After another dismal quarter in which Sears Holdings (NASDAQ:SHLDQ) lost considerably more money than it did a year ago, CEO Edward Lampert and CFO Jason Hollar insisted in the earnings release and subsequent conference call this week that the company -- which owns both Sears and Kmart -- has a path back to viability.

That would be easier to believe if there were actual signs of that happening. Instead, the retailer posted a loss of $748 million in its fiscal third quarter, up from a $454 million loss in Q3 2015. Revenue also fell by $721 million for the quarter, largely due to the company having fewer stores, but comparable-store sales suffered a 7.4% decline, accounting for $304 million of the drop.

The numbers are abysmal, but Lampert, whose hedge fund loaned the company $300 million in August, remains convinced that he can turn things around (or at least he's taking that position publicly). That sounds a bit far-fetched for a company that has already lost $1.61 billion through three quarters in 2016, after losing $7.1 billion over the four previous fiscal years. Add in the fact that Sears Holdings has only $174 million available to borrow on its revolving credit facility and that it has $2.2 billion in long-term debt along with $618 million in short-term debt, and the CEO's optimism seems even more preposterous.

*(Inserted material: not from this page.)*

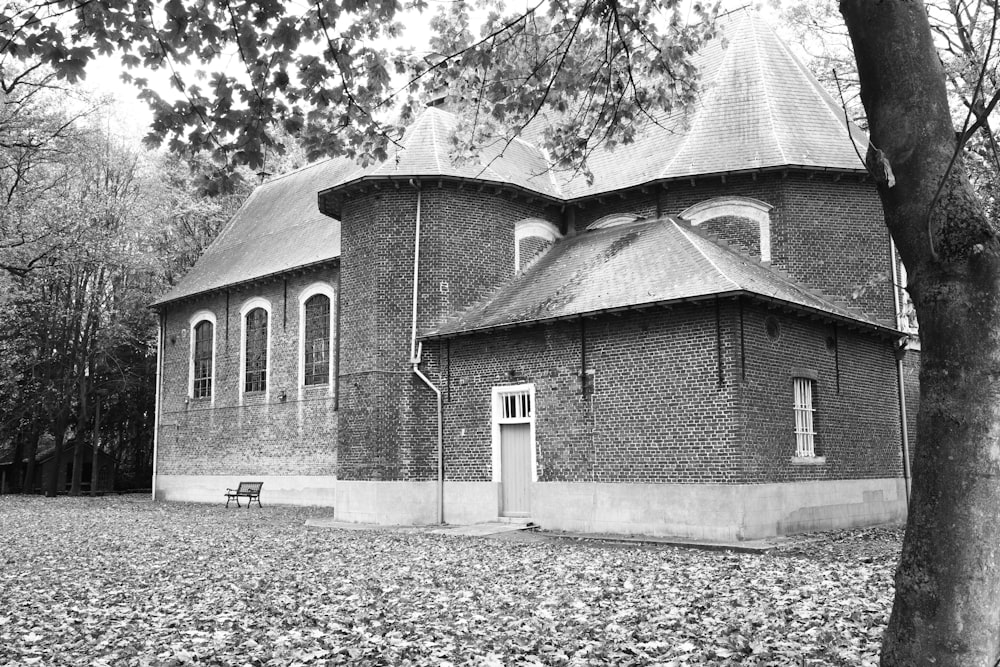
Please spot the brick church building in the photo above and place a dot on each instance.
(700, 342)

Sears has been closing stores in an attempt to cut its losses. Image source: author.

Sears Holdings has a turnaround plan

When you lose as much money as Sears Holdings has over the past few years, it's necessary to spend a significant amount of time in your earnings call and report convincing creditors, vendors, and shareholders that you have a future. Lampert did exactly that in his comments in the earnings press release.

We remain fully committed to restoring profitability to our company and are taking actions such as reducing unprofitable stores, reducing space in stores we continue to operate ... reducing investments in underperforming categories and improving gross margin performance and managing expenses relative to sales in key categories. ... we understand the concerns related to our operating performance and are committed to transforming our company.

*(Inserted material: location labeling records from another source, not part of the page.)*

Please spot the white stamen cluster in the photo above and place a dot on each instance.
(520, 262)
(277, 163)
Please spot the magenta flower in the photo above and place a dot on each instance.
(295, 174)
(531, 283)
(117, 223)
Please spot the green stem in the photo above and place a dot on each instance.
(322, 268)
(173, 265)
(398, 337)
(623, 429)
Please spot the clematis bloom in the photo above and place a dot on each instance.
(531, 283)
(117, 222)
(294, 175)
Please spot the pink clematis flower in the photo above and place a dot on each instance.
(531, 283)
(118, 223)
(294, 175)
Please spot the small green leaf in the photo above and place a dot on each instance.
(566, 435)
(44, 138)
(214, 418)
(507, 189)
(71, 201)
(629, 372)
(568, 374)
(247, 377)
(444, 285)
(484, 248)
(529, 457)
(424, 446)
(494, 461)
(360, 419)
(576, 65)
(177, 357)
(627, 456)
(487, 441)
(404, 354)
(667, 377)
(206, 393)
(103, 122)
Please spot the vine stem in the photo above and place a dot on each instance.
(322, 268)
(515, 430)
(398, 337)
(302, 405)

Hollar laid out more specific details during the company's earnings call. He reiterated Lampert's comments on closing stores, making others smaller, and spending less money across the board. He also explained how the company plans to meet its financial obligations. He cited the company's "portfolio of assets," along with "debt financing activities," and "expense reductions."

The first one means selling off Sears' house brands -- Craftsman, Diehard, Kenmore -- while finding tenants to lease closed stores. The second involves refinancing debt at better terms, and the third means cutting stores, people, and anything else that saves money.

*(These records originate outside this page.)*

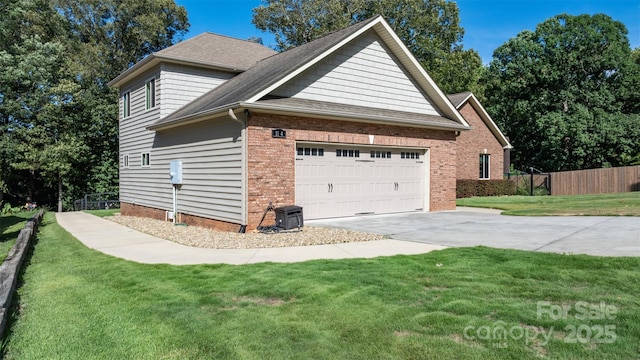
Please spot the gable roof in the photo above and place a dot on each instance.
(205, 50)
(460, 99)
(248, 88)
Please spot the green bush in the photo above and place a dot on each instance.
(468, 188)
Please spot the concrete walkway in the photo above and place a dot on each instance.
(591, 235)
(120, 241)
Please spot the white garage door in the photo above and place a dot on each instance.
(334, 181)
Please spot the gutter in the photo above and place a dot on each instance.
(288, 110)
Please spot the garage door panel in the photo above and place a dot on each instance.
(357, 182)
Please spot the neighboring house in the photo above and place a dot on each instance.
(484, 152)
(347, 124)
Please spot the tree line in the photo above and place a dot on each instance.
(565, 94)
(58, 117)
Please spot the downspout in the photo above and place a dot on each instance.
(243, 171)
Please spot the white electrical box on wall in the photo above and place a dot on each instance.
(175, 172)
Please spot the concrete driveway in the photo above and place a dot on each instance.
(592, 235)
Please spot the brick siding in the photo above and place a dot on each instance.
(271, 161)
(127, 209)
(472, 143)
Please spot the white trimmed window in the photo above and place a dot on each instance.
(126, 105)
(150, 93)
(484, 166)
(144, 159)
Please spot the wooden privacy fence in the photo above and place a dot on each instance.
(596, 181)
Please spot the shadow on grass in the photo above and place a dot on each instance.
(5, 223)
(16, 305)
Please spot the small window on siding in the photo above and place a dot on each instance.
(144, 161)
(484, 166)
(126, 105)
(150, 91)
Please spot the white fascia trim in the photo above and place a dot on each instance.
(407, 55)
(339, 115)
(304, 67)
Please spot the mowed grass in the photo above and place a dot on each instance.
(10, 226)
(103, 213)
(76, 303)
(620, 204)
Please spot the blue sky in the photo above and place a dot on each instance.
(487, 23)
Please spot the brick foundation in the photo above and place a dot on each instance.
(127, 209)
(271, 161)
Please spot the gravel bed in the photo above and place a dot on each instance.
(207, 238)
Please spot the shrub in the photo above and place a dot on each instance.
(468, 188)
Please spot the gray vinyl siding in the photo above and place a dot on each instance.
(211, 151)
(211, 154)
(181, 84)
(362, 73)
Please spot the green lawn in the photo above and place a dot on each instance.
(77, 303)
(622, 204)
(10, 226)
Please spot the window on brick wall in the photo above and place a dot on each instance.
(484, 166)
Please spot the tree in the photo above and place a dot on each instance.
(53, 105)
(562, 94)
(429, 28)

"Our focus on generating positive EBITDA continues," the CFO said. "We do not intend to borrow money to fund continued operating losses, but rather to provide us with flexibility as we transition to an asset-light member-centric integrated retailer leveraging our Shop Your Way program."

What is Shop Your Way?

The company calls Shop Your Way "a free social shopping destination and rewards program offering millions of products, personalized services, and advice." That's a fancy way to say it's an app that lets people earn points that  can be redeemed toward future purchases.

Hollar noted that "our Shop Your Way membership program engages tens of millions of members every year," and he said that the company has spent over $2 billion on it since its inception "in terms of points redeemed by members."

The CFO did not provide sales numbers for Shop Your Way, nor did the company in its earnings release. Instead, he cited a "large member base which is evidence of the potential of the platform and shows how important Shop Your Way is to the future and growth of the company."

What does the future look like?

Basically, based on what the CEO and CFO said, if Sears Holdings survives, it will be a shell of what it has been. The company will have fewer stores, likely many fewer, as well as fewer employees, and Sears will be missing its signature brands.

If everything Lampert and Hollar plan works out, the company will only operate its stores that currently make money and it will move much of its customer base to an as-yet-unproven app. To get there, it will likely be more or less stripped for parts in order to pay off its debts and even if that happens, there's no guarantee the brand survives or Shop Your Way -- which has potential but little in the way of actual results -- becomes a viable platform.